November 28, 2013 by Water Wisdom
AIR DEFENSE IDENTIFICATION ZONE
Computer screens display a map showing the outline of China’s new air defense zone in the East China Sea on the website of the Chinese Ministry of Defense. Associated Press
The latest flashpoint for the U.S.-China rivalry is something called an Air Defense Identification Zone, or ADIZ. China announced over the weekend that it set up an ADIZ over the East China Sea that overlaps with similar zones maintained by Japan, South Korea and Taiwan–all U.S. allies or partners. It’s an extension into the air of disputes playing out at sea. China’s move riled the region, especially Japan. The U.S. flew B-52 bombers through the zone on Monday. The back-and-forth has thrown a spotlight on a complex set of international agreements and unilateral policies that govern how one country’s military aircraft operate around another’s borders.
What distinguishes an ADIZ from a country’s national airspace or Exclusive Economic Zone? The technical definitions lie in the small print scattered through complex treaties and national laws and regulations. Here’s a rough lexical guide to help make sense of the key terms:
AIRSPACE – Under international law, a country’s sovereign airspace extends to the outer limits of its territorial waters, 12 nautical miles from its coastline. Most countries require all foreign military aircraft to obtain permission to enter their airspace and reserve the right to take military action, including shooting them down, if they do not. China and Japan both claim the disputed East China Sea islands known as the Senkaku in Japan and Diaoyu in China as part of their territory. They also claim sovereign airspace above them and over the waters extending 12 nautical miles around them.
EXCLUSIVE ECONOMIC ZONE (EEZ) – According to the U.N. Convention on the Law of the Sea, each signatory state can claim an EEZ that gives it special rights to exploit marine resources up to 200 nautical miles from its coastline.

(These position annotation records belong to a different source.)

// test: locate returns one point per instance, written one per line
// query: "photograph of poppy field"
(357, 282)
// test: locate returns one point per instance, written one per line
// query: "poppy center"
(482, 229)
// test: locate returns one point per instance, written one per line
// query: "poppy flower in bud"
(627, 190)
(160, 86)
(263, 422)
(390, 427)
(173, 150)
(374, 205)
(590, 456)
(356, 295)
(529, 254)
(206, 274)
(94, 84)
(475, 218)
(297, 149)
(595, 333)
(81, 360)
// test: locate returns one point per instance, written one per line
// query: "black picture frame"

When EEZs overlap, signatory states are supposed to negotiate an agreed boundary. Most countries allow freedom of passage for foreign vessels through their EEZ. However, some countries disagree on whether non-aggressive foreign military operations – such as reconnaissance patrols — should be allowed in their EEZ. The U.S. says yes; China says no. China often intercepts and tracks foreign military planes over its EEZ, but usually does not try to repel them or force them to land.

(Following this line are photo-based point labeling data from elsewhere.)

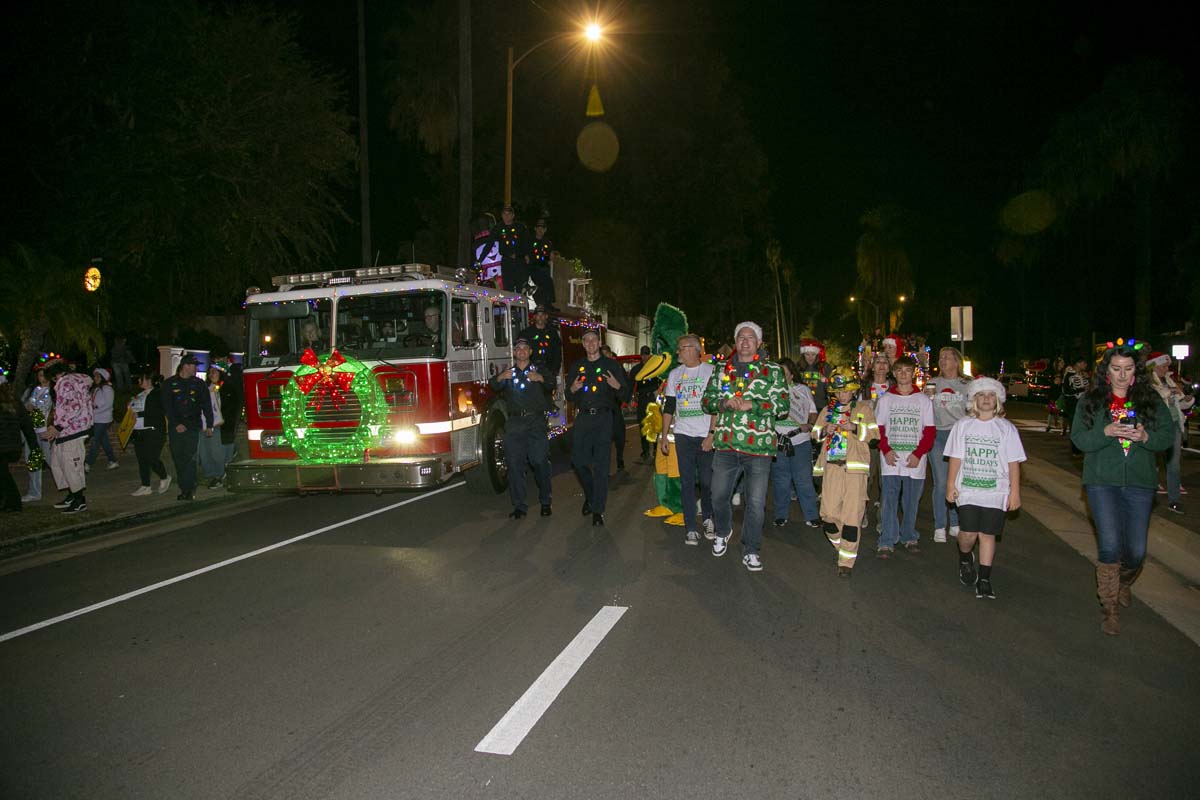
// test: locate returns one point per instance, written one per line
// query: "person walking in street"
(102, 419)
(189, 409)
(906, 435)
(40, 404)
(1120, 425)
(948, 394)
(1159, 365)
(72, 421)
(683, 394)
(845, 429)
(597, 384)
(149, 433)
(526, 395)
(748, 396)
(792, 469)
(984, 479)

AIR DEFENSE IDENTIFICATION ZONE (ADIZ) – An ADIZ has no basis in international law and is not overseen by any international organization. So definitions and rules vary between different countries. Typically such zones extend well beyond a country’s airspace to give its military time to respond to potentially hostile incoming aircraft. Several countries have declared them unilaterally, including the U.S. and Japan. Many of those countries require foreign military aircraft to identify themselves and their flight plans on entering their ADIZ. They will often intercept and escort foreign military aircraft in their ADIZ but will usually not repel them or force them to land unless they consider them a threat. The U.S. says it only applies ADIZ procedures to foreign aircraft intending to enter its airspace. China’s ADIZ is unusual in that it overlaps with Japan’s, South Korea’s and Taiwan’s and covers disputed territory.